Differentially Private Average Consensus with Improved Accuracy-Privacy Trade-off
Lei Wang, Weijia Liu, Fanghong Guo, Zixin Qiao, Zhengguang Wu
TL;DR
This work tackles average consensus with differential privacy on initial states in static networks. It introduces a distributed shuffling scheme (DiShuf) based on the Paillier cryptosystem to generate correlated zero-sum randomness, enabling initialization that preserves privacy while allowing almost centralized-level accuracy. By incorporating Gaussian or Laplace noises into the initialization, the proposed DiShuf-based algorithms achieve exponential convergence with a mean-square error that can closely match the centralized DP benchmark, effectively reducing the traditional gap.

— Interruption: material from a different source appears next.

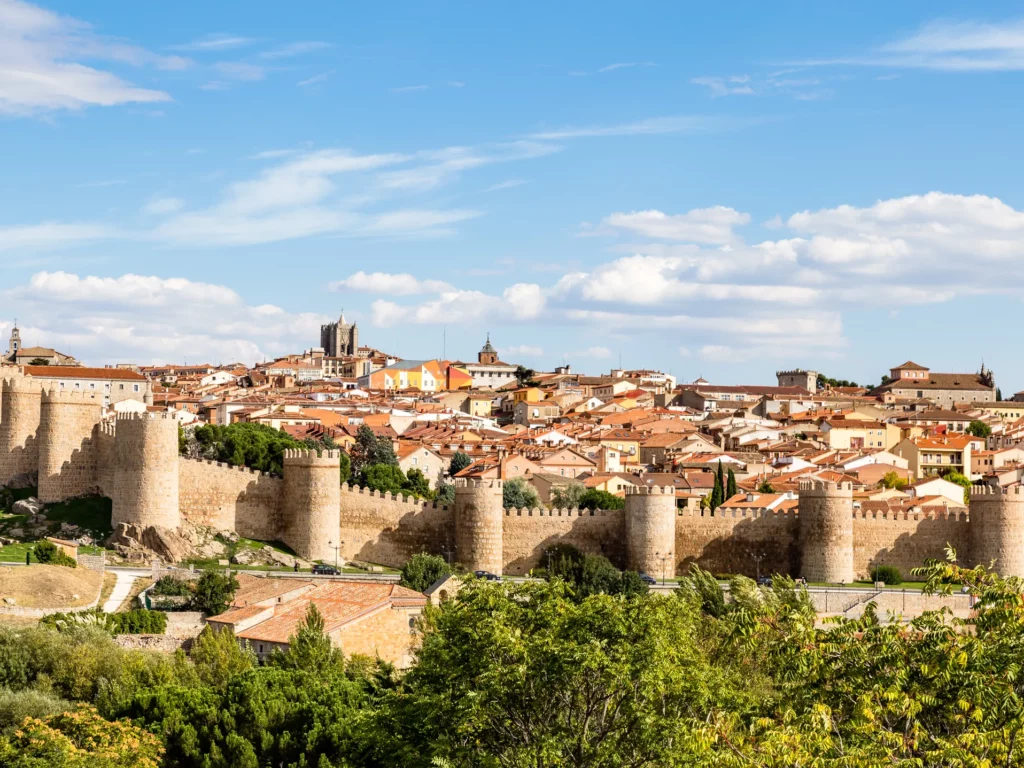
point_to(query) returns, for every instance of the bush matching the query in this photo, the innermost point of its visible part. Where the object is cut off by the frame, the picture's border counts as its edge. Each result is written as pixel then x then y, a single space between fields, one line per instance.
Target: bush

The approach scales favorably with network size and holds promise for broader applications in privacy-preserving distributed computation.
Abstract
This paper studies the average consensus problem with differential privacy of initial states, for which it is widely recognized that there is a trade-off between the mean-square computation accuracy and privacy level. Considering the trade-off gap between the average consensus algorithm and the centralized averaging approach with differential privacy, we propose a distributed shuffling mechanism based on the Paillier cryptosystem to generate correlated zero-sum randomness. By randomizing each local privacy-sensitive initial state with an i.i.d. Gaussian noise and the output of the mechanism using Gaussian noises, it is shown that the resulting average consensus algorithm can eliminate the gap in the sense that the accuracy-privacy trade-off of the centralized averaging approach with differential privacy can be almost recovered by appropriately designing the variances of the added noises. We also extend such a design framework with Gaussian noises to the one using Laplace noises, and show that the improved privacy-accuracy trade-off is preserved.